The Convoy of Hope was founded in 1984 and headquartered in Springfield, Mo. A Christian organization, it was conceived to meet the physical and spiritual needs of the poor and underprivileged in the United States and around the world. 
Last year, more than 7,500 people took advantage of Convoy’s generosity and the hundreds of volunteers who served them. It’s a job that coordinator Cheryl Bone is passionate about. “If I didn’t have passion for the job, I wouldn’t do it,” she said.
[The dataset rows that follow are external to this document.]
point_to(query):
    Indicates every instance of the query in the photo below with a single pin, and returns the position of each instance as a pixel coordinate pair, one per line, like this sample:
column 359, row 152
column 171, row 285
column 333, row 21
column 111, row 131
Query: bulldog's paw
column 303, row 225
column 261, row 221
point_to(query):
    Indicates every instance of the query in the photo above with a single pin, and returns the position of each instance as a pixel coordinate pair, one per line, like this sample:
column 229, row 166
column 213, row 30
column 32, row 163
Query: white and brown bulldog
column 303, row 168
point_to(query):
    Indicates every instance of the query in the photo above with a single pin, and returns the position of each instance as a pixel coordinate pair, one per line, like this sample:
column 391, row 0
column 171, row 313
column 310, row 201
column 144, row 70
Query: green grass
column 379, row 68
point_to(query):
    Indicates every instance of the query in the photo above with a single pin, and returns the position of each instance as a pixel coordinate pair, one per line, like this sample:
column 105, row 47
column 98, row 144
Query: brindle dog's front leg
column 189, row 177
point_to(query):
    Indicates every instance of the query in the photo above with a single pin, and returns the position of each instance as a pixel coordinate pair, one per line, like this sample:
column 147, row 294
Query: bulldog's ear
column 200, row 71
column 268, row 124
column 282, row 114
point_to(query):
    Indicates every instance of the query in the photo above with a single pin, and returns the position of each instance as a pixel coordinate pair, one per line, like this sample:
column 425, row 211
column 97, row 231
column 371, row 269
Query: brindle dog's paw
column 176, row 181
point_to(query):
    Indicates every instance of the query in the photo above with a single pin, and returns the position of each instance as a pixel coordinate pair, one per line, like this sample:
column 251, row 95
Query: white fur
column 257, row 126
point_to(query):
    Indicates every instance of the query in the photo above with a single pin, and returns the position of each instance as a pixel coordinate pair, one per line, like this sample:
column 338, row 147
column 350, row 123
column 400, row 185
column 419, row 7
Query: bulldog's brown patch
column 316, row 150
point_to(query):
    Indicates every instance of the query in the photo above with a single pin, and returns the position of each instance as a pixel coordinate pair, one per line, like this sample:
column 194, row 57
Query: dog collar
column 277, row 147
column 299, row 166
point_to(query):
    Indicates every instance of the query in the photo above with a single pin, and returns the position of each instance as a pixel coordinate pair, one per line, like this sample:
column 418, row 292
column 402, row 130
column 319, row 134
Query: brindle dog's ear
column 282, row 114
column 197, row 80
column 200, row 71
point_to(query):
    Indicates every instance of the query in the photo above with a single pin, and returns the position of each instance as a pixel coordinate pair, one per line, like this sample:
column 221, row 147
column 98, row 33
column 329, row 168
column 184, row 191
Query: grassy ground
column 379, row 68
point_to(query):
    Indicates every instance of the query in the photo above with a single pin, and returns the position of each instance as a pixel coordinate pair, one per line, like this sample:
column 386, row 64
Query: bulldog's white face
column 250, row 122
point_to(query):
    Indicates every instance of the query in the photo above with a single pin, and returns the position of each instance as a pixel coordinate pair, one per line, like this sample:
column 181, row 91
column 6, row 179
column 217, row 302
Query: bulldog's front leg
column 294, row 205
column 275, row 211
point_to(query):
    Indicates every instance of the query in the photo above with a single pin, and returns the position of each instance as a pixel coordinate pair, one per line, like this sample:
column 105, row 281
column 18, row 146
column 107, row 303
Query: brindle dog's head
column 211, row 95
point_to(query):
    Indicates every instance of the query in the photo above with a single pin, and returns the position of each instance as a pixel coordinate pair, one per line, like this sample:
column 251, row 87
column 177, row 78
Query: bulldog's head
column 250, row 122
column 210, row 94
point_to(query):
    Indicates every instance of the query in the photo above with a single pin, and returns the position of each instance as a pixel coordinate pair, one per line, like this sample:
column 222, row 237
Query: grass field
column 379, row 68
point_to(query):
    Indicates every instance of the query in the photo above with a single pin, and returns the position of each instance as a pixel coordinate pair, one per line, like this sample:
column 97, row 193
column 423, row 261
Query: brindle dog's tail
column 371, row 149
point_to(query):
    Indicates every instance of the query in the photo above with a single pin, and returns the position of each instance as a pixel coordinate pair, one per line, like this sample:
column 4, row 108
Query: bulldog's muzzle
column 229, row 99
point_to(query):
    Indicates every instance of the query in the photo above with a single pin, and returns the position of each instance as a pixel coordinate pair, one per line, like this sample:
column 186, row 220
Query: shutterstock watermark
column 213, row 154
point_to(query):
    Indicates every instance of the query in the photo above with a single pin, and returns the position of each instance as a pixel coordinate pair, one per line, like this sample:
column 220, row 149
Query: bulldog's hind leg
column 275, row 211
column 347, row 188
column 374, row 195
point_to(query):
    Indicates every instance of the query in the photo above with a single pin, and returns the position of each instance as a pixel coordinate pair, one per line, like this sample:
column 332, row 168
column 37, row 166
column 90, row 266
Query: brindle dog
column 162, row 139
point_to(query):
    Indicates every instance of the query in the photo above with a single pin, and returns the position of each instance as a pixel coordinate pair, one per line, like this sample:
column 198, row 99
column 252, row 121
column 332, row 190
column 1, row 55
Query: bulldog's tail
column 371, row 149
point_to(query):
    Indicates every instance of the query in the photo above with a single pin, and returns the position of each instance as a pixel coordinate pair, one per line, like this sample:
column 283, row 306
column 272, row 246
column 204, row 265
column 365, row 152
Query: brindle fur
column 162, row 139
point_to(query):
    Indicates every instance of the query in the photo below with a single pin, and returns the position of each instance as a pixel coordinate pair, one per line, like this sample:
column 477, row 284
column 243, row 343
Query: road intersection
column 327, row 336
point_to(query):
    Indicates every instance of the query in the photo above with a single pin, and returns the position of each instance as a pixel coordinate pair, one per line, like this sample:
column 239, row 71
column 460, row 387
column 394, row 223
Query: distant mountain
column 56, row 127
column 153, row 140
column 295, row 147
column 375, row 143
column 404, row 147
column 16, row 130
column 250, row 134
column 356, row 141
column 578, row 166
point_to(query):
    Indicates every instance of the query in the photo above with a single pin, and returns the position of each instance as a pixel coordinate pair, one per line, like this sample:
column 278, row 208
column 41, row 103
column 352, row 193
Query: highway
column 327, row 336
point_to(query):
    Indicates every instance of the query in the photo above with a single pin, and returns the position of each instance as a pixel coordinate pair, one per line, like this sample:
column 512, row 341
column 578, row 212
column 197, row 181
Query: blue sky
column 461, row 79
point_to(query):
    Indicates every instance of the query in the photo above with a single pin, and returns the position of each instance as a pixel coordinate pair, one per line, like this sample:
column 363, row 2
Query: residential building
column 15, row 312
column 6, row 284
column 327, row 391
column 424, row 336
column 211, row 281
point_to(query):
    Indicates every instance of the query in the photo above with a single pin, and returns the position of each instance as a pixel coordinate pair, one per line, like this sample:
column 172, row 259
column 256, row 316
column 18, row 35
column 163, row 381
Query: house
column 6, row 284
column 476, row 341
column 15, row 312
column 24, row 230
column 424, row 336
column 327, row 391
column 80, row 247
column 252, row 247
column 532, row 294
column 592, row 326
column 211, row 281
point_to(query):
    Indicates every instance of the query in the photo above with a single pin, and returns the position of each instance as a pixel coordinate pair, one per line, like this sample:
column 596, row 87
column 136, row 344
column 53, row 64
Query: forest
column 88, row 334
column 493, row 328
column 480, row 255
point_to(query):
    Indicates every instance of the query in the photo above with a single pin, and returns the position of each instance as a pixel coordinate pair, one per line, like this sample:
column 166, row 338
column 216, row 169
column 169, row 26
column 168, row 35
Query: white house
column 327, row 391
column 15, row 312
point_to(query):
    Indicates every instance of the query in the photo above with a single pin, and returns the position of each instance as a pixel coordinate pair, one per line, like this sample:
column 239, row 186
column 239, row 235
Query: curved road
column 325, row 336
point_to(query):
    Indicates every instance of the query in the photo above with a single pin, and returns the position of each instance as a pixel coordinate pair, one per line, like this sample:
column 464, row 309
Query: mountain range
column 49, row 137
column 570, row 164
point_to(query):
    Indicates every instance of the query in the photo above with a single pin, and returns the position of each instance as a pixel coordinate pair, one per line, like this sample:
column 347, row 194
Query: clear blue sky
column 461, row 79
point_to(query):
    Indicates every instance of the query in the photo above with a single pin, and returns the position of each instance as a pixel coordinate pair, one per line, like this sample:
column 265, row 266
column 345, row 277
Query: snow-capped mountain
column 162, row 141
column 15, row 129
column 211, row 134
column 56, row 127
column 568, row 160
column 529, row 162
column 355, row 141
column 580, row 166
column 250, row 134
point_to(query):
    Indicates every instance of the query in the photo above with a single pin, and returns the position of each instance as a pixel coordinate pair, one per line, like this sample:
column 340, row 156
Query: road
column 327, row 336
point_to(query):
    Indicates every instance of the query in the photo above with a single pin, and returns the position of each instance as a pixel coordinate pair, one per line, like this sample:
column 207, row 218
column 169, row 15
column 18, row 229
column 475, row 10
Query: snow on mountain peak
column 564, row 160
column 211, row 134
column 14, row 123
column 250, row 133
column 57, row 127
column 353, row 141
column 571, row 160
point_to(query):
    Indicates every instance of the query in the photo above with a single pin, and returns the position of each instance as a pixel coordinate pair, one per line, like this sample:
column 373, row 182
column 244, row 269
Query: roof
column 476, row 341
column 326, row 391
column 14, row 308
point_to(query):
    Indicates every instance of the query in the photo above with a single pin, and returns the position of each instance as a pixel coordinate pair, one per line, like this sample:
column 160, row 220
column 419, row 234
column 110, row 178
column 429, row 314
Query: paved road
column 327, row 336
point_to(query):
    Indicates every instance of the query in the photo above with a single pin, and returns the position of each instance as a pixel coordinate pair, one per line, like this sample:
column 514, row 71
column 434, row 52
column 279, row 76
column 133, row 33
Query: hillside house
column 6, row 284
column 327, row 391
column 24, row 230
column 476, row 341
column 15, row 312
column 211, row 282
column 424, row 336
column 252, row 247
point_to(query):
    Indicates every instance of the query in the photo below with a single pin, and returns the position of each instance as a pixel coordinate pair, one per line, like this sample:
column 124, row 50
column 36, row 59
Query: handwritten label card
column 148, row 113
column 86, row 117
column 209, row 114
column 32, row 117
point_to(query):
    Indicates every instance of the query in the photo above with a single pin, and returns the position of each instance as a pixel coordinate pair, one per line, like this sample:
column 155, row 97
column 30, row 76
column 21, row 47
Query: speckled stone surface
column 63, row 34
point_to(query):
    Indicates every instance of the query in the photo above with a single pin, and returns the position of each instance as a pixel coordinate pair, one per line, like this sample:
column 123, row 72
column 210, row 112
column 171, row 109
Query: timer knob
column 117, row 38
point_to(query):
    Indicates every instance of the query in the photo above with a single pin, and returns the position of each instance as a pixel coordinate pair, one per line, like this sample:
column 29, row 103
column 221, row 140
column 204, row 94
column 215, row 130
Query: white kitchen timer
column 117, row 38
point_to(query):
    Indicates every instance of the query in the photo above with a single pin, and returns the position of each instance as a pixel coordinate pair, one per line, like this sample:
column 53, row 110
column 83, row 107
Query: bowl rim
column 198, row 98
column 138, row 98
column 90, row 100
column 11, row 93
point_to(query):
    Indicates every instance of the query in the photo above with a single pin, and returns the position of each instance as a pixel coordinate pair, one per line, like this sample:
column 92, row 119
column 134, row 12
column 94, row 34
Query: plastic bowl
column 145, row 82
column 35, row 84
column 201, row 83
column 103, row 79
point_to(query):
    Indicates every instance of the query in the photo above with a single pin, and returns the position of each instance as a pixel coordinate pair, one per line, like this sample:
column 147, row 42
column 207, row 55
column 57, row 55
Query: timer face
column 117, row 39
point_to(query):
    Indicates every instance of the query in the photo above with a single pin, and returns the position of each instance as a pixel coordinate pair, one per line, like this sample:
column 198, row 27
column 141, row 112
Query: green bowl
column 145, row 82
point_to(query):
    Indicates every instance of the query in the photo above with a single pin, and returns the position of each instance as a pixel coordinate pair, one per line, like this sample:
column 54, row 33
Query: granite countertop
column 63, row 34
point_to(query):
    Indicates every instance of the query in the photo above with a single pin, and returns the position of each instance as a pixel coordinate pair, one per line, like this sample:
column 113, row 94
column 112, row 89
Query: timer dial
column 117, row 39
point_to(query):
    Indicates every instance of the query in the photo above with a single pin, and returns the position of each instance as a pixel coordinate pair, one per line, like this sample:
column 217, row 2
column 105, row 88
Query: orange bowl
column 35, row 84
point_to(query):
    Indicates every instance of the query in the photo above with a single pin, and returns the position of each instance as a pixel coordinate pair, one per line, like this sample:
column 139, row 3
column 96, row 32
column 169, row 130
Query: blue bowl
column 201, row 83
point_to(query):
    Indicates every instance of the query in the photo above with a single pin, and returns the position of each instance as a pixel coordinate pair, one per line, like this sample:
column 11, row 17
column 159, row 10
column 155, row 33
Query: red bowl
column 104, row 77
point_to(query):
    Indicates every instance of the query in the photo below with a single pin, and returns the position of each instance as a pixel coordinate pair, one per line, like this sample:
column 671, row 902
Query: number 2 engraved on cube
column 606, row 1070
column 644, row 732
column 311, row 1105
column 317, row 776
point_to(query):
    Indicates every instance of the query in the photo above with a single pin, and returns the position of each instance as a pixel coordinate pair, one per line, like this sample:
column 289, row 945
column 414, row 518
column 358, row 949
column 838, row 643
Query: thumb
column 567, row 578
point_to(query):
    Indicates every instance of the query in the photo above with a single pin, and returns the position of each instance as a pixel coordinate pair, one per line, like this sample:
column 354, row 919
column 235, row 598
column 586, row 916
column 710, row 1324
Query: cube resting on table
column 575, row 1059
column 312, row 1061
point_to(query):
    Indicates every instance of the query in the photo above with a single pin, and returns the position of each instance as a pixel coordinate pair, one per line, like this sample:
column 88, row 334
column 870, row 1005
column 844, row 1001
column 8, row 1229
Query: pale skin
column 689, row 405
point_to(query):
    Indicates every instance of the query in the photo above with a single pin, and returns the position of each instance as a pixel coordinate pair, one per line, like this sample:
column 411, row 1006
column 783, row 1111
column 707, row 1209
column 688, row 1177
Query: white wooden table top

More than 5,000 bags of groceries were distributed last year, said Bone, who embraces the concept of charity in addition to teaching people how to survive. 
“I’m passionate about feeding people,” she said. “But I believe in teaching a person to fish. You don’t just give a person a fish.”
Teaching is part of the organization’s mission. “We teach the city how to collaborate together,” Bone said. “We work all across the Mid-South.”
The team leaders, Bone said, work together, stay together, and pray for Memphis even after thousands of men, women and children are fed that day. 
“We go right from Convoy into a couple more events,” Bone said. “We’re very involved.”